A review of ‘Pen Pal: Prison Letters from a Free Spirit on Slow Death Row’ by Tiyo Attallah Salah-El

by David Gilbert

This inspiring book consists of a selection of 92 of the 568 letters prisoner Tiyo Attallah Salah-El sent out to Paul Alan Smith over the course of 14 years – just one of Tiyo’s richly engaging correspondences. From this book, one can learn a lot about the realities of prison and see a stellar example of a wonderfully productive life despite all kinds of obstacles and feel the passion for social justice.

Tiyo was incarcerated in 1975 in Pennsylvania, where 60 percent of prisoners are Black or Latinx. “Pen Pal” is not about his case. We only learn in passing that it involved drugs, guns and murder and that he is ashamed of the person he was.

Tiyo was sent to SCI Dallas, a prison built to house 950 but holds 2,480. He was placed on “slow death row,” the unit for 453 lifers, with little or no chance at all for parole. Pennsylvania holds 5,370 such people. Tiyo remained there until he died in 2018 at the age of 85. 

On slow death row, Tiyo formed deep friendships with Phil and Delbert Africa of the revolutionary Black liberation and environmental MOVE organization. Mike Africa Jr., the son of two other MOVE activists who each did four decades in prison, wrote the touching preface to this book.

Tiyo-Attallah-Salah-El, Letters of life from slow death row, Abolition Now!
Tiyo Attallah Salah-El was an activist, scholar and humanitarian, working hard from behind bars to expose the ugly realities of life in prison. Through his correspondence with historian and activist Howard Zinn, Tiyo met the Hollywood agent Paul Alan Smith, with whom he began a 14-year correspondence memorialized in “Pen Pal.”

While “Pen Pal” is not at all an effort to provide a detailed picture of prison life, Tiyo’s various passing references give readers a better sense of the realities than I’ve been able to do even with direct descriptions. We feel life in a 5-by-8-foot cell, where you never sleep next to a loved one, where you feel the cold before the heat gets turned on Nov. 1 and the high 90 degrees when the block bakes in July. 

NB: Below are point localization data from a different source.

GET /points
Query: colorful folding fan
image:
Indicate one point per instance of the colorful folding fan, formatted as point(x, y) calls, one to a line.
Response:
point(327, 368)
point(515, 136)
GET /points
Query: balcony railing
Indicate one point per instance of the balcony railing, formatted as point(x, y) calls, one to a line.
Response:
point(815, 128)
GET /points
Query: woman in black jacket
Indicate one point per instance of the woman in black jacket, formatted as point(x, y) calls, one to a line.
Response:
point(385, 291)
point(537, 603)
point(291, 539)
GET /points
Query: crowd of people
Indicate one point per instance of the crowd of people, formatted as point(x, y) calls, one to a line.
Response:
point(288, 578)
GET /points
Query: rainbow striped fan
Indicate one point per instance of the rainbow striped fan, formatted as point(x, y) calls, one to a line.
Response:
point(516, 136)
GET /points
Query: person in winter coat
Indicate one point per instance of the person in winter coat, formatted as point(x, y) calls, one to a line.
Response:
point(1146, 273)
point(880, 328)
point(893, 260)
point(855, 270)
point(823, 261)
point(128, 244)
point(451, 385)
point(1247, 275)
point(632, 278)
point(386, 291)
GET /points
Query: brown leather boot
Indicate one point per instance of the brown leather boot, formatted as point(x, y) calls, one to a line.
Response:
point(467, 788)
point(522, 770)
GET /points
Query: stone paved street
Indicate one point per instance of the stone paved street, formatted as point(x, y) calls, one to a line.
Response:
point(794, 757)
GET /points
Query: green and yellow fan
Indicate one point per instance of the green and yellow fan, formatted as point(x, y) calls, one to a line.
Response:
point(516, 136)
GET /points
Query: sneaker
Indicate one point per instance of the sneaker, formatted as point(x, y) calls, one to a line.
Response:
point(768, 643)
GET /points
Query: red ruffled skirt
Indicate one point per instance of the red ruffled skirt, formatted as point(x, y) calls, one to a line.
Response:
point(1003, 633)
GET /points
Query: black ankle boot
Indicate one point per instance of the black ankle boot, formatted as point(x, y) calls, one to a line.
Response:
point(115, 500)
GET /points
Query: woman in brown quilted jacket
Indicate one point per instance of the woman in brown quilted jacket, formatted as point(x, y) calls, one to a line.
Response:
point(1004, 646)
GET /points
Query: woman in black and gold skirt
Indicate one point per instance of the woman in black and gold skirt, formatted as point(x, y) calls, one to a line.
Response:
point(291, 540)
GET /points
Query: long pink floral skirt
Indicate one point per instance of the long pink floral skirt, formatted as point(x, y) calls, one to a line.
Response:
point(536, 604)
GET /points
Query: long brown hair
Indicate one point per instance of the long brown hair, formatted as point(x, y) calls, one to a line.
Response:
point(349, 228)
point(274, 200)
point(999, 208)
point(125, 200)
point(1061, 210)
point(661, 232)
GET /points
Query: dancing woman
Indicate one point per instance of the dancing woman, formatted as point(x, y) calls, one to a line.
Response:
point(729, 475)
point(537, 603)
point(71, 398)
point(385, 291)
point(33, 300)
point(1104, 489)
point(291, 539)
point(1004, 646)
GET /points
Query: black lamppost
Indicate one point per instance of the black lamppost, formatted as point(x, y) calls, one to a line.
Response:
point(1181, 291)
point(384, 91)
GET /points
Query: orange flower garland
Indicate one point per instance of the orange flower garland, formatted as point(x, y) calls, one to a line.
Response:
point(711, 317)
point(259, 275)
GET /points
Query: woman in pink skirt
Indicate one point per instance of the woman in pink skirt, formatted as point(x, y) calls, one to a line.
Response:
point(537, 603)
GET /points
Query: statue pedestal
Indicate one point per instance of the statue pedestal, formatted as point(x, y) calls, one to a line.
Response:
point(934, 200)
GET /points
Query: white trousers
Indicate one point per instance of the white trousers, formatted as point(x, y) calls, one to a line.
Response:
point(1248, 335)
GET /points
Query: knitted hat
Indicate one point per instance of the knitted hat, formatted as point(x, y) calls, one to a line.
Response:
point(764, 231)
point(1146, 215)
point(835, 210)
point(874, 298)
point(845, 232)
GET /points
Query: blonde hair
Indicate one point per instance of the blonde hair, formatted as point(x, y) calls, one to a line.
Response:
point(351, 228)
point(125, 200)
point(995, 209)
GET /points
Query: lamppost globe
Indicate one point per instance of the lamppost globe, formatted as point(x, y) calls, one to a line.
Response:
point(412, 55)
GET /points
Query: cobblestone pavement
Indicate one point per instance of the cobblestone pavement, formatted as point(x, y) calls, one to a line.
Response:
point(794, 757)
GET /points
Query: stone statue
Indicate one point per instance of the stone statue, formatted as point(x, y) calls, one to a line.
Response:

There’s the censorship, whereby Tiyo couldn’t even receive a book on prison abolition that included one of his essays. There’re the frequent lockdowns when you are in your cell for the duration, eating peanut butter sandwiches and hoping that the SWAT team doesn’t trash your cell too badly. 

Perhaps the hardest part of prison is not being there for loved ones during trauma or death. Here, this is most vividly told in the story of Tiyo’s older sister, Bette, who had always been his champion. When she suffers a debilitating stroke, he has no way to even talk with her on the phone, let alone care for her and hold her hand from her illness to her death. 

Tiyo could expect the worst, as he was listed as a “political, educated troublemaker.” One time, the guards searching his cell called him “a smart nigger!” We read about Tiyo stopping a rape, advocating for gay rights and sitting with a dying prisoner in hospice.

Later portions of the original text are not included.